Two forms of ovi are popular today: the granthik (literary) ovi and the women's ovi. The literary ovi is sung without tala (rhythm) by a kirtankar in a kirtan, a devotional call-and-response chanting form. This is generally used for ovis of saints like Dnyaneshwar, Eknath and Namdev. The women's ovi is sung with tala, when the women gather for work or pleasure.

The ovi metre originated in literature with the Varkari saint, Dnyaneshwar (1275–1296). Both his magnum opuses Dnyaneshwari and Amrutanubhav are composed in ovi meter. It is one of the two popular poetry metres used by Varkari saints, the other being abhanga – contributed to the saint, Tukaram (1577–1650). While ovi is used for narrative poems, abhanga meter is used for lyrical poems and devotional poems.
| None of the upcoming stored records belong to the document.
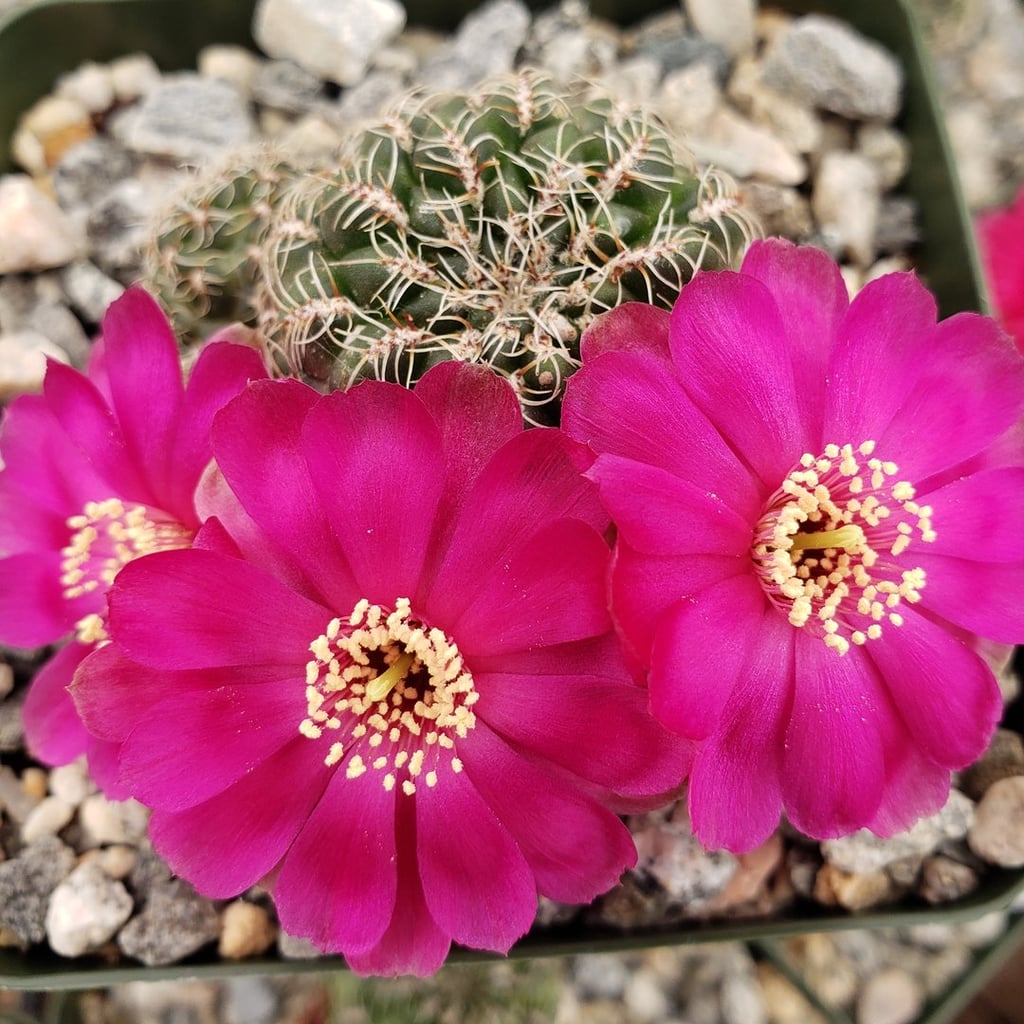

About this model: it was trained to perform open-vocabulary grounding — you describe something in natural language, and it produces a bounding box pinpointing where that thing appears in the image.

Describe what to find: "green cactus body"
[143,151,295,339]
[257,71,754,423]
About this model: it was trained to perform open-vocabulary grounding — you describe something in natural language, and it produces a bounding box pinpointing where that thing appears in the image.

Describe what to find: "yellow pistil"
[752,441,935,654]
[299,598,479,796]
[60,498,193,643]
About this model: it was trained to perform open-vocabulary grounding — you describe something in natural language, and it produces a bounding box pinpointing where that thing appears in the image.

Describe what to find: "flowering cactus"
[251,72,754,423]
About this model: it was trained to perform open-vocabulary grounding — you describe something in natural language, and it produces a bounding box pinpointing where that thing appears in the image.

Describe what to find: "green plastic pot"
[0,0,1024,990]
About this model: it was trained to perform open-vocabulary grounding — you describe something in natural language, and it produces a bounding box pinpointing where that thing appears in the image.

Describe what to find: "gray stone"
[967,775,1024,867]
[112,72,255,164]
[78,793,150,849]
[637,32,729,85]
[252,60,324,114]
[811,151,882,267]
[60,260,124,324]
[46,863,133,956]
[856,968,925,1024]
[623,968,672,1024]
[874,196,921,256]
[720,973,768,1024]
[222,978,278,1024]
[572,953,631,999]
[50,757,96,807]
[0,837,75,943]
[684,0,757,56]
[196,44,263,98]
[764,14,903,121]
[22,797,75,845]
[419,0,529,89]
[918,855,978,903]
[118,879,220,967]
[0,174,85,274]
[253,0,406,85]
[821,790,974,874]
[631,813,738,911]
[53,135,137,212]
[959,729,1024,800]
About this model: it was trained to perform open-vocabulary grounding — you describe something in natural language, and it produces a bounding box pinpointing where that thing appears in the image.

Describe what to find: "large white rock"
[253,0,406,85]
[0,174,85,273]
[46,863,133,956]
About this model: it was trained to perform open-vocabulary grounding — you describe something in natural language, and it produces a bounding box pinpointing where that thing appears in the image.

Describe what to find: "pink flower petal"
[102,288,184,493]
[0,394,109,519]
[871,313,1024,483]
[109,550,332,676]
[44,360,144,505]
[587,455,752,555]
[741,239,850,437]
[273,766,397,954]
[648,574,768,739]
[345,800,452,978]
[71,644,292,743]
[474,663,692,798]
[150,736,332,906]
[671,270,820,483]
[459,722,637,903]
[688,615,796,853]
[162,342,266,522]
[611,541,751,665]
[415,772,537,953]
[562,351,761,520]
[921,468,1024,562]
[580,302,672,364]
[209,380,362,610]
[448,519,610,658]
[905,545,1024,643]
[782,631,895,839]
[415,359,523,554]
[120,677,306,811]
[302,381,444,604]
[0,552,79,647]
[867,703,950,837]
[22,641,92,765]
[418,427,608,624]
[864,602,1002,769]
[815,273,936,444]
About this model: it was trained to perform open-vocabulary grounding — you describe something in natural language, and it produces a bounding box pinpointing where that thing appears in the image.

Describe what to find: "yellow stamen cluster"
[60,498,193,643]
[753,441,935,654]
[299,597,479,797]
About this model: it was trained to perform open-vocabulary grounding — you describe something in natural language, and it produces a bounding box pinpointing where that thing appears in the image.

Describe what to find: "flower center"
[752,441,935,654]
[60,498,193,643]
[299,597,479,796]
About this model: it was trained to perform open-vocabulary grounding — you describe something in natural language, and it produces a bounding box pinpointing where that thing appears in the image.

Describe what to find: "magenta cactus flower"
[0,288,266,784]
[73,362,691,974]
[563,240,1024,852]
[975,187,1024,350]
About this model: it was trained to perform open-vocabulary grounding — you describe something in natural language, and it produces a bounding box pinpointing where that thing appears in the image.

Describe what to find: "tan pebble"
[217,900,278,959]
[22,797,75,843]
[967,775,1024,867]
[22,768,49,800]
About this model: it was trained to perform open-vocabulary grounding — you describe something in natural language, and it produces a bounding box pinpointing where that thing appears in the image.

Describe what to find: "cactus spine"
[256,71,755,423]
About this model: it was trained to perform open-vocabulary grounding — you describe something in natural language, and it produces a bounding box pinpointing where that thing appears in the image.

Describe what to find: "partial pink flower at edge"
[563,240,1024,852]
[975,187,1024,350]
[74,362,691,974]
[0,288,266,782]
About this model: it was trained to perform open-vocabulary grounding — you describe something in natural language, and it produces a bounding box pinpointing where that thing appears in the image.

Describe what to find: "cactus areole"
[257,71,753,423]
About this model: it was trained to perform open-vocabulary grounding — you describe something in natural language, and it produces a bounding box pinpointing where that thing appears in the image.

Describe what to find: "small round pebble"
[46,863,133,956]
[968,775,1024,867]
[217,900,278,959]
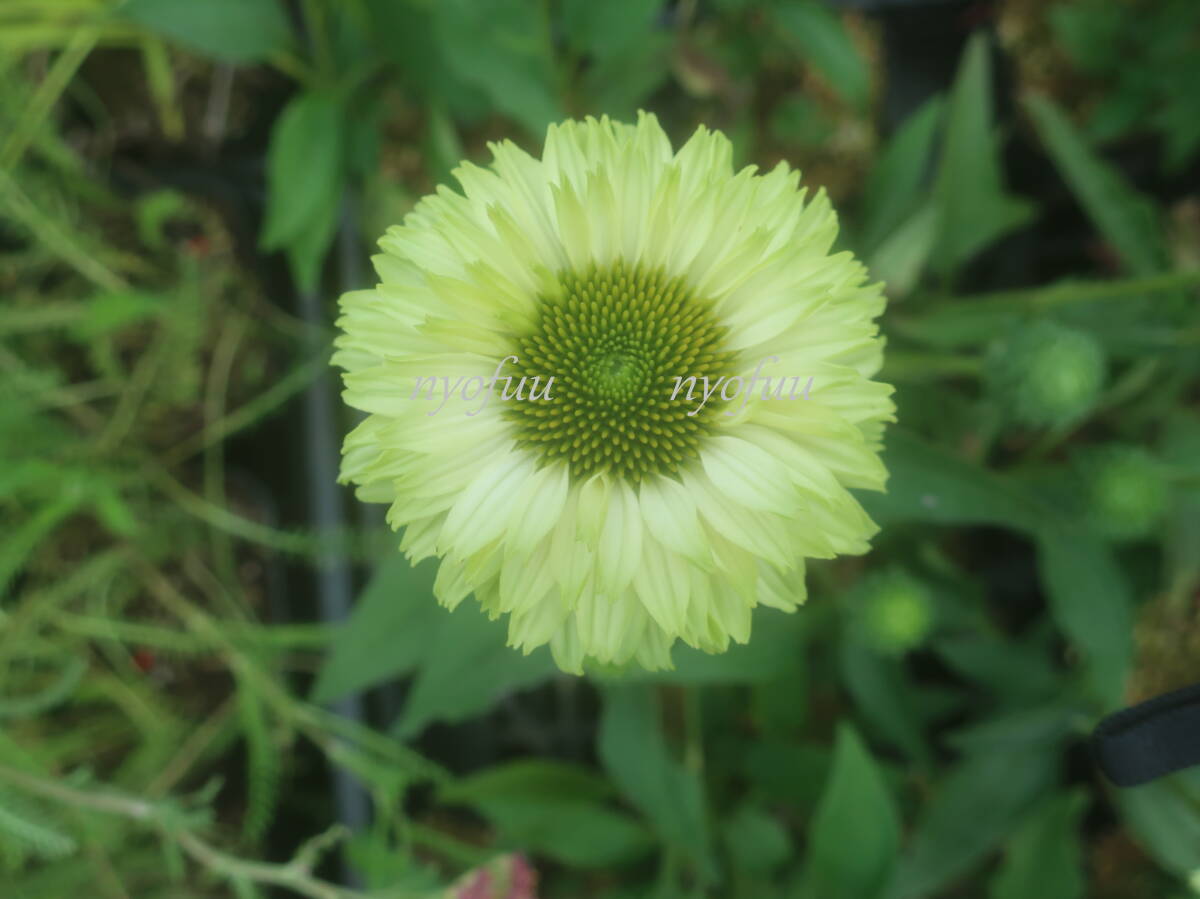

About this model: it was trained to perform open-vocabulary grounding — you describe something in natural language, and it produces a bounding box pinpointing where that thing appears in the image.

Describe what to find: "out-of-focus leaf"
[580,30,674,121]
[859,97,946,258]
[868,203,940,296]
[425,104,466,184]
[433,0,563,134]
[769,94,835,146]
[1115,768,1200,883]
[773,0,871,109]
[1038,525,1133,706]
[892,270,1200,347]
[859,428,1042,532]
[930,34,1033,272]
[70,290,166,343]
[119,0,292,62]
[598,685,715,880]
[312,553,446,702]
[1162,413,1200,598]
[839,636,931,763]
[947,700,1091,754]
[884,747,1058,899]
[1027,95,1166,275]
[262,90,343,251]
[803,724,900,899]
[743,738,833,811]
[563,0,662,59]
[439,760,652,868]
[934,633,1058,707]
[988,792,1085,899]
[724,805,792,874]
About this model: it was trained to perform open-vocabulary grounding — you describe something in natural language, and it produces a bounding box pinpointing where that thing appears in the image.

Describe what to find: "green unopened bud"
[860,569,934,655]
[1076,445,1166,540]
[984,322,1108,427]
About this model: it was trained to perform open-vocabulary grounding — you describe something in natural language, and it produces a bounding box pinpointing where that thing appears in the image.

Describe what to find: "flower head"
[1074,444,1168,540]
[984,320,1108,427]
[334,114,893,672]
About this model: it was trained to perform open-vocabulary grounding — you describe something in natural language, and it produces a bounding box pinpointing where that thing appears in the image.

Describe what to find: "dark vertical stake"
[299,194,371,886]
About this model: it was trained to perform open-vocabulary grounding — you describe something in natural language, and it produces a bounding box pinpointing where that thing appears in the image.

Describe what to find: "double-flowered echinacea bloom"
[334,114,894,672]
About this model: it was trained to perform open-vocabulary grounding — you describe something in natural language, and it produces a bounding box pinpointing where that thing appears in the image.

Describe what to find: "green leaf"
[119,0,292,62]
[1026,96,1168,275]
[839,636,932,765]
[312,553,446,703]
[859,428,1043,533]
[804,725,900,899]
[931,34,1033,272]
[859,97,946,257]
[1038,523,1133,707]
[313,547,557,737]
[612,609,805,684]
[562,0,664,59]
[434,0,564,136]
[773,0,871,110]
[1116,768,1200,883]
[886,747,1058,899]
[70,290,166,343]
[394,601,558,739]
[722,805,793,874]
[0,787,78,859]
[988,791,1085,899]
[580,30,674,120]
[439,760,652,868]
[868,203,941,296]
[598,685,715,881]
[260,90,343,253]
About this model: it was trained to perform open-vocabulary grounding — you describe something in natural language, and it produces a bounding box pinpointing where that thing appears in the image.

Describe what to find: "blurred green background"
[0,0,1200,899]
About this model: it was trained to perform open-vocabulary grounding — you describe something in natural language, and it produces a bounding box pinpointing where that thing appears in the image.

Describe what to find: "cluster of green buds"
[856,568,934,655]
[984,322,1108,427]
[1075,444,1168,540]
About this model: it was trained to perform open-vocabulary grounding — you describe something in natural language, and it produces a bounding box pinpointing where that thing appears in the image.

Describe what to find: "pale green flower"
[334,114,893,672]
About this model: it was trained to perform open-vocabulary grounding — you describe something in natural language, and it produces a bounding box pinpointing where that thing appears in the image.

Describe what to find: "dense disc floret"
[334,114,893,672]
[1074,444,1168,540]
[508,260,733,483]
[984,322,1108,427]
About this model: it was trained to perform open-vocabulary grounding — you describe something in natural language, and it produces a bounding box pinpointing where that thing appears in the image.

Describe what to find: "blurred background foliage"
[0,0,1200,899]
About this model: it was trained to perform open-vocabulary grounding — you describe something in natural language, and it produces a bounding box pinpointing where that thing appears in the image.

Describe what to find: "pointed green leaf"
[804,725,900,899]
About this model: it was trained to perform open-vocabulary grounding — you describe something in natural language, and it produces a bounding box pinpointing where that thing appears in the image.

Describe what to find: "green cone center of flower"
[506,262,733,483]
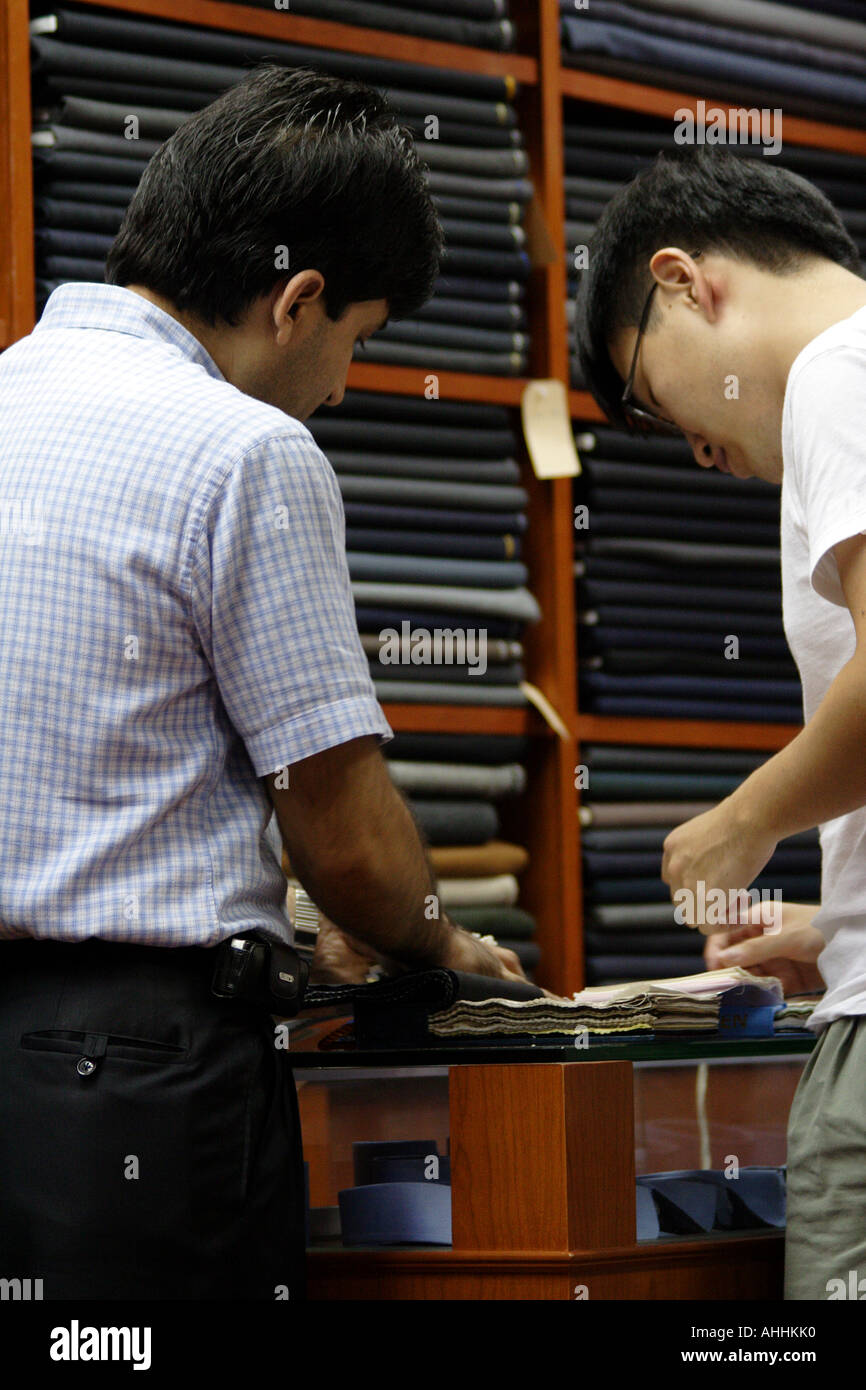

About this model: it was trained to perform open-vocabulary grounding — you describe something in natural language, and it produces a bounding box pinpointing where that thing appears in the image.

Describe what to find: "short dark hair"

The ovi metre is believed to be existed in folk song tradition even before Dnyaneshwar, which the saint adopted for his literary works. Though the ovi tradition pre-dates the Varkari bhakti tradition, there is little record of contents of early ovis. Women's ovis have been passed from generation to generation only through oral means.

Ovi is thought to be in the rhythm of songs sung by women on the grinding stone (jata). The ovi is sung while women use the mortar and pestle or the rahat (a manual water wheel) to pull water from the well. The women's ovis are "protest songs more than work songs" — complaints about the hard work, unhappy marriages and "despotic husbands". They contain sarcasm of the patriarchal society. They also contain elements of bhakti (devotion), where the singer implores God to save her from these bondages.